The announcement Wednesday by the Beijing Municipal Environmental Protection Bureau followed a 2013 plan that ordered the city to reduce the yearly average concentration of particulate matter to less than 60 micrograms. According to the bureau, the capital succeeded by reducing PM2.5 concentrations to 58 micrograms per cubic meter—a reduction of 35.6 percent from 2012.
Reuters reported that the figures provided by the government agency were in line with the news agency’s own estimates.
Despite meeting the target, northern China is still a ways off its official PM2.5 of 35 micrograms per cubic meter and even further off the maximum of 10 micrograms per cubic meter recommended by the World Health Organization.

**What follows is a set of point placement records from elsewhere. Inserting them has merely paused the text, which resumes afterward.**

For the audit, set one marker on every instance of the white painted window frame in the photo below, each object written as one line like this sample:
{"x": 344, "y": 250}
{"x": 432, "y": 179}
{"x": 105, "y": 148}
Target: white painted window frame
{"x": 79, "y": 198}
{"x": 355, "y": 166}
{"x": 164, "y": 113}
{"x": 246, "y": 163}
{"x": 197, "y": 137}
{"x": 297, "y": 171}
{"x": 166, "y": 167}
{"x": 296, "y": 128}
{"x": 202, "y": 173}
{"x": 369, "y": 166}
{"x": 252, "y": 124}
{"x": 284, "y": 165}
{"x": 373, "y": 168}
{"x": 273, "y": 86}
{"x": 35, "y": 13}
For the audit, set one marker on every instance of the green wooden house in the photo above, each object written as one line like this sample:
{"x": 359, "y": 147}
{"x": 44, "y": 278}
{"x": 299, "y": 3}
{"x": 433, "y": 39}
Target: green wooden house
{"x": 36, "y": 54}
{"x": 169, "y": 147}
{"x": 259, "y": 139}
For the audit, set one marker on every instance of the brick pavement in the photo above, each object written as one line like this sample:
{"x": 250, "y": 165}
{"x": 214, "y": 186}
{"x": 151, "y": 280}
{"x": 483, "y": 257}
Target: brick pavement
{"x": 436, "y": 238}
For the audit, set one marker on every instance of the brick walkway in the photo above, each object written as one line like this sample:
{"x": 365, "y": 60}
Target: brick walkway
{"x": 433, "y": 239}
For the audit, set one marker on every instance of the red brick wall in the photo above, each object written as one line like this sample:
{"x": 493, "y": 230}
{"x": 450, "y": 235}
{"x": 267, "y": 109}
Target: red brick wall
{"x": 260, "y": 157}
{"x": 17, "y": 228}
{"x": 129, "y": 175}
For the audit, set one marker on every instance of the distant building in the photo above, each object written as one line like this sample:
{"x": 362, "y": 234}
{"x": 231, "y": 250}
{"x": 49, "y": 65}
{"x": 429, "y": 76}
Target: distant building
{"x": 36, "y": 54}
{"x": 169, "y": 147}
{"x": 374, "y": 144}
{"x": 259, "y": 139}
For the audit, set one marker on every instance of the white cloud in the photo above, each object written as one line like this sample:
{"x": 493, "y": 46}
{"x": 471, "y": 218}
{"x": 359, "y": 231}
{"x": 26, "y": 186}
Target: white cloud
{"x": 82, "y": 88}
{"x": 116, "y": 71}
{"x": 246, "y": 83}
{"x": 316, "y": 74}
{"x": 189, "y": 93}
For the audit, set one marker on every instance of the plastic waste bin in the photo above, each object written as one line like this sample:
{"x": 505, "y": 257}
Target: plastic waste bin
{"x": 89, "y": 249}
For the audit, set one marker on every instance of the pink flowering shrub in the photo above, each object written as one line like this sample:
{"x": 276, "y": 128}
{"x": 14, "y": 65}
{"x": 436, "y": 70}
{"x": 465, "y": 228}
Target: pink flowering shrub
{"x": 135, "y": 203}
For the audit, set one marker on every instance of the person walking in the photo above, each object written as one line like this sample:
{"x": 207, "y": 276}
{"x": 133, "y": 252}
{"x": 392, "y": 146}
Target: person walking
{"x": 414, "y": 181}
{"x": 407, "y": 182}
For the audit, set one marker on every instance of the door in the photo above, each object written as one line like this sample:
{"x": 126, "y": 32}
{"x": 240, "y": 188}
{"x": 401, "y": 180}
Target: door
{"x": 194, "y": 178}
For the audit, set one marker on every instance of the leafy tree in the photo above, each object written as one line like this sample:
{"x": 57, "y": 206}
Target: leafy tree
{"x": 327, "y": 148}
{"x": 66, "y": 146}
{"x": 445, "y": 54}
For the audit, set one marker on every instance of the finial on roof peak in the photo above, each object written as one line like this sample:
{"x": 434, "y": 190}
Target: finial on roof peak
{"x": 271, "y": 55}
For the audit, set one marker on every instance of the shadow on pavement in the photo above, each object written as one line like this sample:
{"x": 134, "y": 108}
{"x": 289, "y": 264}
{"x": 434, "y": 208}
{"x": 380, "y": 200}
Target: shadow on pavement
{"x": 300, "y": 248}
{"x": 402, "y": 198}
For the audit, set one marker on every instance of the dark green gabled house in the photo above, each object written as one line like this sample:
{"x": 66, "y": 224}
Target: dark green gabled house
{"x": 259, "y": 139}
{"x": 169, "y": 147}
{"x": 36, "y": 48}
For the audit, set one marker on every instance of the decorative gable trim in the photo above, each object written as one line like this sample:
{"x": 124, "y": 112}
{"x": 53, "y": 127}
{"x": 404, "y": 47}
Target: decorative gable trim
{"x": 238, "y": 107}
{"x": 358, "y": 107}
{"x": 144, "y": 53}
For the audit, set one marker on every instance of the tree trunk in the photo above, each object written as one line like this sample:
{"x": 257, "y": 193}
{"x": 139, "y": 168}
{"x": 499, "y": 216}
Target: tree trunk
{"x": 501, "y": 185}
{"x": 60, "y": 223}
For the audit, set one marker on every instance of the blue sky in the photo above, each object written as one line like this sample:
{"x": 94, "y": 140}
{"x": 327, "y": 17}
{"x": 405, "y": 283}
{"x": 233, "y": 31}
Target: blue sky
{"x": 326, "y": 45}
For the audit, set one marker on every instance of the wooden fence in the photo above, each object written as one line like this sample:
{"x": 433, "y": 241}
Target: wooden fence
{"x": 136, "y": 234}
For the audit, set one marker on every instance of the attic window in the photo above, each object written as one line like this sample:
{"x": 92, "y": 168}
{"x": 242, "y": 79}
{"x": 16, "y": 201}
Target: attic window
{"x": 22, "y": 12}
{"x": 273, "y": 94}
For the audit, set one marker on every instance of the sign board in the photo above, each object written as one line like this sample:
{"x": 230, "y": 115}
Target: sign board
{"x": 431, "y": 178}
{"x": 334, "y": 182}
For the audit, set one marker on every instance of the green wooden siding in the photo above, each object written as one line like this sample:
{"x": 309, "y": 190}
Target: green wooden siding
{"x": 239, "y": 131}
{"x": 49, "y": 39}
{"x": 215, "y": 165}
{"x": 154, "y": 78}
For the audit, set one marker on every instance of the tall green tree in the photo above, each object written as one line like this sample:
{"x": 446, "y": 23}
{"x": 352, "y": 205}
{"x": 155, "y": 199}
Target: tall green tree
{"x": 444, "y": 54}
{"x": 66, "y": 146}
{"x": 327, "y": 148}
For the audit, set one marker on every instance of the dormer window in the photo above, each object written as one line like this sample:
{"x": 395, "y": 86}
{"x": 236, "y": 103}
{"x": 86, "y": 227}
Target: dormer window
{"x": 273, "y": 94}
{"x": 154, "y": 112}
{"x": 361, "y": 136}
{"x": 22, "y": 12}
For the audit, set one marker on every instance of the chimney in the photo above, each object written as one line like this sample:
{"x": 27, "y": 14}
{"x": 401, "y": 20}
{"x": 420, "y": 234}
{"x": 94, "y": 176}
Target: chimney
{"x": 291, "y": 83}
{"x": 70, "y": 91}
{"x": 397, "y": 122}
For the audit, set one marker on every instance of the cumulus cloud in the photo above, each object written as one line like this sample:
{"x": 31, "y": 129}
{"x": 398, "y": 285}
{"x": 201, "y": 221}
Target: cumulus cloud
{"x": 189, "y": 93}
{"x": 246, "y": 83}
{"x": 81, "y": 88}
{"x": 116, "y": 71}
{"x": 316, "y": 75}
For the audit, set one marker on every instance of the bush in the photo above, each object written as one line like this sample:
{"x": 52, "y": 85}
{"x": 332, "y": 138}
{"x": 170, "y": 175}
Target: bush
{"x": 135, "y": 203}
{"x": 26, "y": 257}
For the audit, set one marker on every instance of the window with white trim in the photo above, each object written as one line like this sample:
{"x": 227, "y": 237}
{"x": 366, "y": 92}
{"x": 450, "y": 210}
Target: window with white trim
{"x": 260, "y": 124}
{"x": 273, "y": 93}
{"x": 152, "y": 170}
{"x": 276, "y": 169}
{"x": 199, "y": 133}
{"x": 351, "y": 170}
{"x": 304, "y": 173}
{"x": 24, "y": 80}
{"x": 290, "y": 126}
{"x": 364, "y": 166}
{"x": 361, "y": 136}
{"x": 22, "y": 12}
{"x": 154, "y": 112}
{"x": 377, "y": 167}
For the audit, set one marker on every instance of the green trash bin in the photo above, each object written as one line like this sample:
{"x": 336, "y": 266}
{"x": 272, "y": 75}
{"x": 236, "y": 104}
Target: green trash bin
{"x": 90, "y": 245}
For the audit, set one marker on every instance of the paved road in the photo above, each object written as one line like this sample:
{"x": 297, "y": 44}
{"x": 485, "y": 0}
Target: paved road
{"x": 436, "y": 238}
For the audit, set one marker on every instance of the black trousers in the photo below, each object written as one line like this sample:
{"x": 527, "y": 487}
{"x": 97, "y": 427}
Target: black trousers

“Current air pollutant levels remain a lot higher than the national air quality standard, indicating the improvement in air quality will still be a long-term process,” Beijing’s environment agency said.
PM2.5 is particulate matter with a length of 2.5 microns or less. Often a mix of chemicals, the microscopic cocktail of toxins from power plants, automobiles and other sources of industry harm human lungs and can cause heart problems if they enter the bloodstream.
Brought about in 2013 by public anger over frequently hazardous air pollution levels, the initiative received a late push from the government in October to ensure 2017 targets were met. The push included 27 other northern Chinese cities.
To reduce air pollution, Beijing closed nearly 2000 factories in the cement, foundry and furniture sectors and shut down coal power plants in the past five years. The city also took nearly 2 million high-emission vehicles off the road.
In north China’s drive to switch to residential winter heating systems, it began phasing out coal-powered boilers to switch to gas or electric-powered equipment. It also shut down or curbed production at heavy industrial plants.
The government partly attributed the air quality improvement to drier and windier weather.
Wednesday’s announcement came just two days after China announced it would suspend the production of hundreds of car models to curb air pollution.